I can’t recall how we came to know the eccentric sounds of Flash and the Pan in our corner of Wisconsin in the early ’80s. I doubt they were getting any radio or jukebox play. Maybe we saw them on “Pop Clips,” a quirky music video show that aired on Nickelodeon. Maybe it was on “Night Flight,” a much cooler show that aired on USA. Those were the days before the dawn of MTV.

Flash and the Pan was a studio group led by two Australians, Harry Vanda and George Young. They were in the Easybeats — “Friday On My Mind,” anyone? — in the ’60s. Then they went into producing, including a new band featuring Young’s younger brothers — AC/DC, with Angus and Malcolm Young.

In the late ’70s, Vanda and Young went back to work as musicians, putting out a sometimes moody, sometimes rocking, sometimes swinging, sometimes mysterious brand of synth-pop with deadpan spoken vocals. It made you think, to say the least.

That is what emerges tonight from the sweet blue haze of time as we revive the spirit of a long-ago late-night FM radio show on which they played one side of a new or classic album.

“Make Your Own Cross,” “Lights In The Night,” “Let The Captain Beware” and “Atlantis Calling,” Flash and the Pan, from “Lights In The Night,” 1980. This is Side 2. It runs 20:09.

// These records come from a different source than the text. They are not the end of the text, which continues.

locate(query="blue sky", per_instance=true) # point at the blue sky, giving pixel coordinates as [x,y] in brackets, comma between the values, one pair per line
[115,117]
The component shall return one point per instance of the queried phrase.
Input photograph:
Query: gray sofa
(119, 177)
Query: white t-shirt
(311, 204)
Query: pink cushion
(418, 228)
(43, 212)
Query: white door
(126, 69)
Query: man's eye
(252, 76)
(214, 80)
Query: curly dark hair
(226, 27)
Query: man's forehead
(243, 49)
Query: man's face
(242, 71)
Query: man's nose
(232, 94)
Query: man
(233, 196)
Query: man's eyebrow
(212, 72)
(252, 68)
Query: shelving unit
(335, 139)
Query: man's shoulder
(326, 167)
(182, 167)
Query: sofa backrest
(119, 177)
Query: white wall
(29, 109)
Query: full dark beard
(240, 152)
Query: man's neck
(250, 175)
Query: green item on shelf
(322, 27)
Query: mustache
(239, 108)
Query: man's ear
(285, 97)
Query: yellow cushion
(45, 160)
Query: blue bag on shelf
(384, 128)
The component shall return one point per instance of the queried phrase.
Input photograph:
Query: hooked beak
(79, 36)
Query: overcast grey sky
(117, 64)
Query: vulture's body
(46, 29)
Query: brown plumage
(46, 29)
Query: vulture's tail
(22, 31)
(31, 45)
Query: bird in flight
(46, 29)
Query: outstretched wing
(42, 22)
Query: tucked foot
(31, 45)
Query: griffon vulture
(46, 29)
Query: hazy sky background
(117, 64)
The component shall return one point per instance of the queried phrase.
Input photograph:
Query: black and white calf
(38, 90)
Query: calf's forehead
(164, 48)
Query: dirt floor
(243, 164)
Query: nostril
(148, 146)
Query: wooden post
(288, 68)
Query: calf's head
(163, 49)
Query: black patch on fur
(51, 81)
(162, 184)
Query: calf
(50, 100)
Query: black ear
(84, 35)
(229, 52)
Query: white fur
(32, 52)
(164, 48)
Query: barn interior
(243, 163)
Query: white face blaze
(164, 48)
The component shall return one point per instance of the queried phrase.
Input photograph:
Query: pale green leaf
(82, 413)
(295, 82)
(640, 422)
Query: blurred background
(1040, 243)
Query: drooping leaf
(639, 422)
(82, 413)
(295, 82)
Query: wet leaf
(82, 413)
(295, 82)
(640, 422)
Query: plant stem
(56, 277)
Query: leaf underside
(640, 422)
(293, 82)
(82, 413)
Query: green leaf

All interesting tunes, musically and lyrically.

“Lights In The Night” — “Talkin to the ceilin/Feelin kinda ill/If the radio doesn’t get me/The TV will” and “Throw away the feelin/Throw away the pill/If the bottle doesn’t get me/The thinkin will” … A song that oozes dread.

“Let The Captain Beware” — “East is East and how it used to be/But now it rage/Cos it want to turn the page” … It was 1980. Were we talking about the rise of radical Islam, and was the captain the West?

“Atlantis Calling” — “In Bimini there’s a temple that is rising from the sea/In Iberia the language of the Basques a mystery/The Tiahuanaco ruins, a secret closed to men/Canary Island legends, and don’t forget Stonehenge” … More cerebral than Donovan’s “Atlantis.”

Oh, yeah, and it’s dedicated to Bon Scott.